Akibat lambannya demokratisasi
di tubuh IMF, Brasil, Rusia, India, dan China memelopori pembentukan BRIC tahun
2009 di Rusia. Kelompok masyarakat sipil menyambut kelahiran lembaga ini dengan
antusias, sekalipun ada yang bersikap kritis bahwa nantinya BRIC akan bertindak
sama seperti IMF. Namun, gagasan BRIC untuk perubahan sistem keuangan global
dapat dukungan negara berkembang, di antaranya perubahan standar mata uang
perdagangan dunia yang saat ini dipegang dollar AS, juga reformasi IMF atas
sistem keranjng mata uangnya (special
drawing rights), dan perluasan negara dalam pengambilan keputusan ekonomi
global yang tidak hanya G-7. Pemilikan saham saat ini masih didominasi AS dan
Eropa. Di Bank Dunia, saham AS 15,85 persen, Eropa 15,5 persen (Jerman 4
persen, Inggris 4 persen, Rusia 3,75 persen, Perancis 3,75 persen). Jepang 6,84
persen, China 4 persen, dan Arab Saudi 3 persen.
Reformasi
IMF-Bank Dunia
Untuk mencegah krisis global
berulang, perubahan paradigma sistem ekonomi global saat ini diperlukan, salah
satunya demokratisasi di IMF dan Bank Dunia. Prof Susanna Cafaro dari
Universitas Salento, Lecce, Italia, mengusulkan delapan pemikiran untuk membuat
kedua lembaga lebih demokratis dan efisien, mulai dari reformasi struktur
eksekutif, distribusi suara dan saham, representasi negara, akses lembaga
keuangan regional ikut jadi pemilik saham. Seiring tema pertemuan tahunan kali
ini ”Tantangan Global, Solusi Global”,
seharusnya masalah global tak hanya diselesaikan segelintir pihak, tetapi juga
membuka akses semua pihak untuk ikut kontribusi.
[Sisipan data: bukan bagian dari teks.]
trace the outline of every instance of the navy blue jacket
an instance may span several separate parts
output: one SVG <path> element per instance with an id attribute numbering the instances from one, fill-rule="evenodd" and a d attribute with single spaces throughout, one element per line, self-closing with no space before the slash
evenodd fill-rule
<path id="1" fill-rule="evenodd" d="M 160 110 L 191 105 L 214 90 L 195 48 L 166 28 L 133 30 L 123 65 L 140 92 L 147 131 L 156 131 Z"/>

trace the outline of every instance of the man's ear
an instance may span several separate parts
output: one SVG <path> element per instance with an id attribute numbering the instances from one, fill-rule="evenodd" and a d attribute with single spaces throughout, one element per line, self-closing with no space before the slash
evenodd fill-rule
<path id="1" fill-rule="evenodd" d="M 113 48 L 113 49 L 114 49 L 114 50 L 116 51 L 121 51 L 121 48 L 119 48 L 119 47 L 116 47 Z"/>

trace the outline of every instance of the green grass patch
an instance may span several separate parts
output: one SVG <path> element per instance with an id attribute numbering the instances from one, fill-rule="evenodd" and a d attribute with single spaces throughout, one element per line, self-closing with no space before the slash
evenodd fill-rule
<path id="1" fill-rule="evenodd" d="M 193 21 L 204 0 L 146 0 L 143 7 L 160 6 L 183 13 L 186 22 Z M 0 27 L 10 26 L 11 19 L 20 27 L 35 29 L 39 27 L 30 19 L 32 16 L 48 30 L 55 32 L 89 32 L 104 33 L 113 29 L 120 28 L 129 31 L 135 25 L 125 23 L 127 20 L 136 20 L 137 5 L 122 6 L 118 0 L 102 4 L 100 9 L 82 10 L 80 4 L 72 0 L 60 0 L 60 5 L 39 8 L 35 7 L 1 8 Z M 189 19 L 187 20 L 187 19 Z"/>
Indonesia beruntung tak lagi
dibantu IMF. Kita menantikan pemimpin Indonesia selanjutnya yang akan
mengeluarkan Indonesia dari program bantuan Bank Dunia. Sebab apa pun
bentuknya, jerat utang luar negeri akan membajak upaya negara meningkatkan
kesejahteraan dan kualitas hidup rakyat. Lihat saja postur APBN kita yang
membayar lebih banyak utang ketimbang untuk jaminan sosial, kesehatan.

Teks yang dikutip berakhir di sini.